Al contrario de lo sucedido con FEMA, la agencia norteamericana encargada de ayudar a las víctimas del huracán Katrina, probablemente la fundación de Gates, sostenida sobre una estructura profesional altamente motivada y bien remunerada, asignará sus cuantiosos recursos de una manera eficiente y racional, eligiendo cuidadosamente los fines y los receptores. Por su parte, los receptores actuarán con mucha más decencia, entre otras razones porque saben que quienes los ayudan no están obligados a hacerlo. Lo que se les da no es la consecuencia de un derecho, sino de la vocación caritativa de un grupo de ciudadanos deseosos de colaborar con sus semejantes en desgracia. Esta es la tradición de grandes entidades privadas o cuasi privadas como la Cruz Roja, la Liga contra el Cáncer, Cáritas, el Ejército de Salvación, Rotarios, Kiwanis, Leones y otras decenas de fundaciones y organizaciones parecidas vinculadas a iglesias y a instituciones cívicas laicas. Sólo en Estados Unidos estos grupos recaudan y reparten anualmente con razonable eficacia nada menos que 260.000 millones de dólares, sin incluir en esta cifra el incalculable valor de los trabajadores voluntarios que prestan servicio gratuitamente en numerosos hospitales, escuelas y centros de asistencia social a lo largo y ancho del país.

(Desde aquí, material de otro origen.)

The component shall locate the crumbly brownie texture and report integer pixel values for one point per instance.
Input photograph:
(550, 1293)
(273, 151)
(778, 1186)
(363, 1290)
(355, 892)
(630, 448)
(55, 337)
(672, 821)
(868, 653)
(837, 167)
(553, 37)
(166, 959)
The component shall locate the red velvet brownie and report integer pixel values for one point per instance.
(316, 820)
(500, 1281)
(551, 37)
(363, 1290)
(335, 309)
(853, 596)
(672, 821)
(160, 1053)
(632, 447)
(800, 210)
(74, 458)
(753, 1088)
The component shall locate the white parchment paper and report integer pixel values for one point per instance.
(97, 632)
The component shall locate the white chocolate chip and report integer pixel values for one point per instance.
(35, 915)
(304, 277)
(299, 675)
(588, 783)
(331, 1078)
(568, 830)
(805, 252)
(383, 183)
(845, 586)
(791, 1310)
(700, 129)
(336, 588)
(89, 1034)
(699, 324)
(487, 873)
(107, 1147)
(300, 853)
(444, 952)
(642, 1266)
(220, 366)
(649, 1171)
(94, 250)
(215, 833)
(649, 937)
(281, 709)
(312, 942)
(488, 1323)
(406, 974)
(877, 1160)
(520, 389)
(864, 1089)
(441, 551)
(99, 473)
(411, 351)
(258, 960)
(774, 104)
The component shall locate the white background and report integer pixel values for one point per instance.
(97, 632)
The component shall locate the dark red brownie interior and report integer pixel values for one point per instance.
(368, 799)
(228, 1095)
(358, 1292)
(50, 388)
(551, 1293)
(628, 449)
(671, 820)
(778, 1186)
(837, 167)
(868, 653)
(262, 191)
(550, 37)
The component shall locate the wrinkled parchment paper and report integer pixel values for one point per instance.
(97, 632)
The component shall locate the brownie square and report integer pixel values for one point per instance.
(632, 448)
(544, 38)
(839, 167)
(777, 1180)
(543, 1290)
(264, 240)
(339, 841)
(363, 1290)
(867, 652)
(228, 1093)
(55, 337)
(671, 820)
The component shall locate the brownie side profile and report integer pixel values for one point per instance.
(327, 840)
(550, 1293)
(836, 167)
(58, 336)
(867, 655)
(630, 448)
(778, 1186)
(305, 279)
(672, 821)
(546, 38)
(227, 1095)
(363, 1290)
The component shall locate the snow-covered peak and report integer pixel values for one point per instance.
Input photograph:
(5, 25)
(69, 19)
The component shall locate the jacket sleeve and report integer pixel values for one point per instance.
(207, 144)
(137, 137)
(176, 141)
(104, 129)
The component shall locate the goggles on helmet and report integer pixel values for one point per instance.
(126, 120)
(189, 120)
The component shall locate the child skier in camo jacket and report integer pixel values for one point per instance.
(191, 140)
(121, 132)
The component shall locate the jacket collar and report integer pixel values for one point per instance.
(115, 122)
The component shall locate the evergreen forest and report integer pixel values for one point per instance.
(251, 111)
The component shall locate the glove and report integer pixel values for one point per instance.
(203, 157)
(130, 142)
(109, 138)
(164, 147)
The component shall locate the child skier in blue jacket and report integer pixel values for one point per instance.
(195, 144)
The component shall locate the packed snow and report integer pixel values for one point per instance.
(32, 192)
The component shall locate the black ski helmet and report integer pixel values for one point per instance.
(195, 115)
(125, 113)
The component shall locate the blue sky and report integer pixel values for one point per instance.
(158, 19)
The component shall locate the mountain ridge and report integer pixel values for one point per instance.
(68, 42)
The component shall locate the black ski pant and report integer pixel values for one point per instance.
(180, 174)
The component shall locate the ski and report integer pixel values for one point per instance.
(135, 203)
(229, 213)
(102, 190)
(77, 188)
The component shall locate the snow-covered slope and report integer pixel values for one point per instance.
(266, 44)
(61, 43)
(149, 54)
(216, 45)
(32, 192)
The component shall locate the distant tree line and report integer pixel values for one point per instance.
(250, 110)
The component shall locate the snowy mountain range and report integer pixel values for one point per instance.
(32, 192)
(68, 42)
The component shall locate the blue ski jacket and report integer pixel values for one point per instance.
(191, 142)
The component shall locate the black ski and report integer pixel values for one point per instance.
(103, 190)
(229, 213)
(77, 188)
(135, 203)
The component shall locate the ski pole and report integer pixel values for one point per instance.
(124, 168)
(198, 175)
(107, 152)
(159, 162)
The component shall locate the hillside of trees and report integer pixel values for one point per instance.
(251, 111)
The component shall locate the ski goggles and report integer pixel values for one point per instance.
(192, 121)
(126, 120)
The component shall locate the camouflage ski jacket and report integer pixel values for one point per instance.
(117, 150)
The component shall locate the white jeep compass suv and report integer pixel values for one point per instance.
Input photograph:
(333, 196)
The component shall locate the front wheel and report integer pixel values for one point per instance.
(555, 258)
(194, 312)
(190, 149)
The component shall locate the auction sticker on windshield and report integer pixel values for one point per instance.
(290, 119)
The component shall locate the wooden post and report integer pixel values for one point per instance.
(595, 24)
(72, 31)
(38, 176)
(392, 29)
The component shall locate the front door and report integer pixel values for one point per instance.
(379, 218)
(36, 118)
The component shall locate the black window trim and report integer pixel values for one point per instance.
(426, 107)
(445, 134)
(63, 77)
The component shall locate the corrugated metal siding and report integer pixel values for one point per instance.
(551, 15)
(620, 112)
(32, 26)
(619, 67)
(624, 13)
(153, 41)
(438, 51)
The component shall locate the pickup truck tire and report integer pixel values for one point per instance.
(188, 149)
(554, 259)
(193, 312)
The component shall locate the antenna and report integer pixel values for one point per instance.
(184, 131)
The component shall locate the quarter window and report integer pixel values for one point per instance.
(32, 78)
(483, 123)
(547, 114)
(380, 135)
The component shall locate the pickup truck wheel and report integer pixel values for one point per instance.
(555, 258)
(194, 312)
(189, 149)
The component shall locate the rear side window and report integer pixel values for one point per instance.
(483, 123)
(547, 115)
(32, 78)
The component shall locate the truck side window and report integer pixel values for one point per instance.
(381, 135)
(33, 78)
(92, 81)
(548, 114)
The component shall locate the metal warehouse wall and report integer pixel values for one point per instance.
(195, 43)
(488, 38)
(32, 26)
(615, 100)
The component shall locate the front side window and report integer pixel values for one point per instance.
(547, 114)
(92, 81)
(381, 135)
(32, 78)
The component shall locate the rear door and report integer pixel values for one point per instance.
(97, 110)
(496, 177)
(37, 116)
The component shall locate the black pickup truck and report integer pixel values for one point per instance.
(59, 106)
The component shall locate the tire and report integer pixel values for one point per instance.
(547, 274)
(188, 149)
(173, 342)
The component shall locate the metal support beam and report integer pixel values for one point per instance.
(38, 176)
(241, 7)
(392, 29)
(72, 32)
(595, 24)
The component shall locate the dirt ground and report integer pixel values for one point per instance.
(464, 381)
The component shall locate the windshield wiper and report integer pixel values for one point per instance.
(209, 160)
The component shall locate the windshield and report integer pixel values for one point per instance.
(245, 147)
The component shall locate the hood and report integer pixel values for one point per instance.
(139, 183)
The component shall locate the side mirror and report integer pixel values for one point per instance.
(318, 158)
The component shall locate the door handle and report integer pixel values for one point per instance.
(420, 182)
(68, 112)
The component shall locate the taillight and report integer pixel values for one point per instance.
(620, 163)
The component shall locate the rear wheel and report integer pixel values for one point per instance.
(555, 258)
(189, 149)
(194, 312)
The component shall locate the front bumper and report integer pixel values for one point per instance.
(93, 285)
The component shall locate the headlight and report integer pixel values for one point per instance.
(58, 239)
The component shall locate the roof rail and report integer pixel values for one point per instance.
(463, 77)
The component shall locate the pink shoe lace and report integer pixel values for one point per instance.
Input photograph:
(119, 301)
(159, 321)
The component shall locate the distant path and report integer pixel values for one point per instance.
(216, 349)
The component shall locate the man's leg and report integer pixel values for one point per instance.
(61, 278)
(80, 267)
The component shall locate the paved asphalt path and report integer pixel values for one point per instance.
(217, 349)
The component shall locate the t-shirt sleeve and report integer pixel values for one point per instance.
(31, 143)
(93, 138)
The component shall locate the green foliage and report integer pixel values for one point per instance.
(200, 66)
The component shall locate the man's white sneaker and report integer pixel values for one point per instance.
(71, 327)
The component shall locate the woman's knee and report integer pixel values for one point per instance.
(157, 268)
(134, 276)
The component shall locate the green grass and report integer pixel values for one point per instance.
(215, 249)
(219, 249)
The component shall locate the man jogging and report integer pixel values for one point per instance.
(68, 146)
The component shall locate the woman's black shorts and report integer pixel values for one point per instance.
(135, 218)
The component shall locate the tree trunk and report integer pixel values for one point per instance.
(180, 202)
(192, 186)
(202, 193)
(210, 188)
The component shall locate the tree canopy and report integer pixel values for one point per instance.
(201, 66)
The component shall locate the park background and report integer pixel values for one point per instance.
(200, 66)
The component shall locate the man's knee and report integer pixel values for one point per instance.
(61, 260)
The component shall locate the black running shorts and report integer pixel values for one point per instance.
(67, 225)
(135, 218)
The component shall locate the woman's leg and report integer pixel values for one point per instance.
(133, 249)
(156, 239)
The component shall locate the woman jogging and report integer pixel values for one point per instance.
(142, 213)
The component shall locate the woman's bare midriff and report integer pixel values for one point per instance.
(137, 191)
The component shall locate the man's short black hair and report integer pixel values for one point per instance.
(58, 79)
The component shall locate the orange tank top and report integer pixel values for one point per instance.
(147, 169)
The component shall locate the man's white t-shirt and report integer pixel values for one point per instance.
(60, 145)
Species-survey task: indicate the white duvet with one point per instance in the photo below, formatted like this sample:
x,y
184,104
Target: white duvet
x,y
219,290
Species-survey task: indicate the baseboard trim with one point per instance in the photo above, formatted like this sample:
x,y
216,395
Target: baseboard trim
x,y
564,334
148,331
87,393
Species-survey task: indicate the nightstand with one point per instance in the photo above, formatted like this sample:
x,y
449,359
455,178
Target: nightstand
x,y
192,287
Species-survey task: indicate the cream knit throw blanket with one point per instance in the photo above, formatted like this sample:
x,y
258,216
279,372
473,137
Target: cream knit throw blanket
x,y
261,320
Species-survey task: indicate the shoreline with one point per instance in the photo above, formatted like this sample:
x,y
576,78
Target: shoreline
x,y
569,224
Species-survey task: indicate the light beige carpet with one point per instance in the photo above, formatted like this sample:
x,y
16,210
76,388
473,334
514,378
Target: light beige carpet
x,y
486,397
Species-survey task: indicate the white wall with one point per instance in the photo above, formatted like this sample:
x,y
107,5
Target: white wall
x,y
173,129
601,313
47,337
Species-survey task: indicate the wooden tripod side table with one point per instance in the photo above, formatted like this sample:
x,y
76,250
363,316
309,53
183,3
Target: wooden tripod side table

¿Por qué el Estado es tan torpe en el ejercicio de la caridad? Las razones son varias. La primera tiene que ver con la naturaleza misma de la transacción. Repartir dinero ajeno justamente es siempre difícil. Los políticos, que son los que deben asignar los fondos, suelen ver esta tarea como parte de la incesante campaña de relaciones públicas a que los obliga su profesión. Desean hacerse la foto y transmitir la impresión de que son intensamente compasivos, aunque les importe menos el resultado de la solidaridad con los necesitados que los votos que ésta les traiga. Los donantes, que son los pagadores de impuestos, por su parte, no suelen sentirse felices con la manera en que se desperdicia el dinero, mientras los receptores toman esos recursos »públicos» con una actitud cercana a la arrogancia y la ingratitud total: el Estado tiene que ayudarlos. Para ellos, inconscientemente, el dinero público crece en los árboles y no es el producto del trabajo de sus compatriotas.
El segundo factor que entorpece la ayuda pública es la burocracia. Los reglamentos son infinitos y difícilmente pueden ponerse en marcha rápidamente ante catástrofes inesperadas. Quienes los administran suelen estar mal pagados, carecen de impulsos filantrópicos personales, les molesta tener que actuar con premura y acaban por desarrollar una evidente antipatía contra las personas a las que deben ayudar. Sin embargo, con frecuencia comparten con sus asistidos la misma falta de precaución con relación al gasto. Entre evitar los abusos y defender el dinero del anónimo contribuyente, o colocarse junto a quien pide ayuda, una persona de carne y hueso que demanda asistencia airadamente, le resulta más fácil dar que negar, aunque íntimamente sepa que comete un error. Al fin y al cabo no es su dinero.
El alivio de este problema, naturalmente, está en quitarle al Estado de las manos gran parte de una tarea que hace tan rematadamente mal para entregarla cuanto antes a la sociedad civil. La caridad nunca se ejercerá de manera perfecta por el sector privado, pero, sin duda, éste lo hace mucho mejor que el Estado. Eso es lo que nos ha enseñado la experiencia.